Vivement colorée, sa caméra toujours à la recherche d'action, 'A Ciambra', que Carpignano a développée à partir d'un court métrage précédent, se concentre sur l'un des personnages introduits dans 'Mediterenea'. Lorsque ses personnages africains arrivent en Italie, ils se retrouvent dans un camp de réfugiés près d'un campement de gitans roms, dont l'un, Pio, est un adolescent qui tente de cultiver l'image d'un dur à cuire en fumant et en buvant copieusement et en essayant de diriger divers sournois. régimes. Pio est au centre de ce film, tout comme sa famille, tous apparaissant sous leurs vrais noms. 'A Ciambra' n'est pas grand sur l'intrigue, s'appuyant plutôt sur son personnage principal et ses escapades dangereuses et frustrantes pour générer de l'empathie.

L'approche de Carpignano ne conviendra pas aux téléspectateurs qui veulent une histoire dépendante des résultats. Mais les téléspectateurs intéressés par un côté rarement documenté de la vie seront pris dans cette représentation franche d'un garçon qui ne sait pas comment être un homme. Les scènes de Pio et de sa grande famille élargie - tous des types bavards pleins de conseils - sont des démonstrations vivifiantes de la façon dont les opprimés se placent au-dessus des classes encore plus opprimées. La discussion du dîner en famille est centrée sur l'état d'ivresse et d'ivresse des résidents africains d'un camp de réfugiés voisin. Pio n'est pas aussi sectaire que le reste de sa famille - en effet, ce qu'il a de plus proche d'un ami est Ayiva, le personnage africain de 'Mediterenea' joué par Koudous Seihon .



Alors que Pio est souvent représenté en train de traîner dans des bars et des discothèques, le plaisir est rare. Son frère aîné et modèle est dans une ornière criminelle, braquant des voitures pour un patron du crime local qui n'a rien de grave, mais juste assez imposant pour vous gâcher si vous le cochez. Chaque fois que Pio essaie de faire sa propre arnaque, c'est un trajet fastidieux vers un rendez-vous lointain où, s'il est payé du tout, ce n'est que pour un pourcentage du butin qu'il espérait gagner. Ce film porte l'imprimatur de Martin Scorsese , qui a suffisamment aimé ce qu'il a vu ici pour devenir producteur exécutif. Le film ne fait explicitement écho à aucun de ceux de Scorsese. Mais si vous vous souvenez de la vie juvénile du crime new-yorkais telle que décrite par Henry Hill dans les premières parties de ' Affranchis », vous vous souvenez de sa qualité antique, Tom-and-Huck. Pour Pio, la vie n'est qu'une corvée.

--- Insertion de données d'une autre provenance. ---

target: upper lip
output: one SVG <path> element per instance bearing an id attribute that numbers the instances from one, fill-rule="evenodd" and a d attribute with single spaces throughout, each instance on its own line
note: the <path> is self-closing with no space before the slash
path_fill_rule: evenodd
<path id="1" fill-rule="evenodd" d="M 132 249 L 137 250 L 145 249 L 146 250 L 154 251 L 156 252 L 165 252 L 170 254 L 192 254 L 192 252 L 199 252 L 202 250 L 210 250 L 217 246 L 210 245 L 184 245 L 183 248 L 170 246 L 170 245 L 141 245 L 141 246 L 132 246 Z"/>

Celui qui finit par l'épuiser. Vers la fin du film, il y a une scène dans laquelle Pio laisse tomber sa garde en jerrybuilt et nous montre le garçon qu'il est toujours. Le film insiste sur le fait que sa vie n'est pas encore une véritable tragédie, mais démontre également que les choix limités que lui donne son statut social ne sont pas de bon augure (c'est un euphémisme) pour son avenir.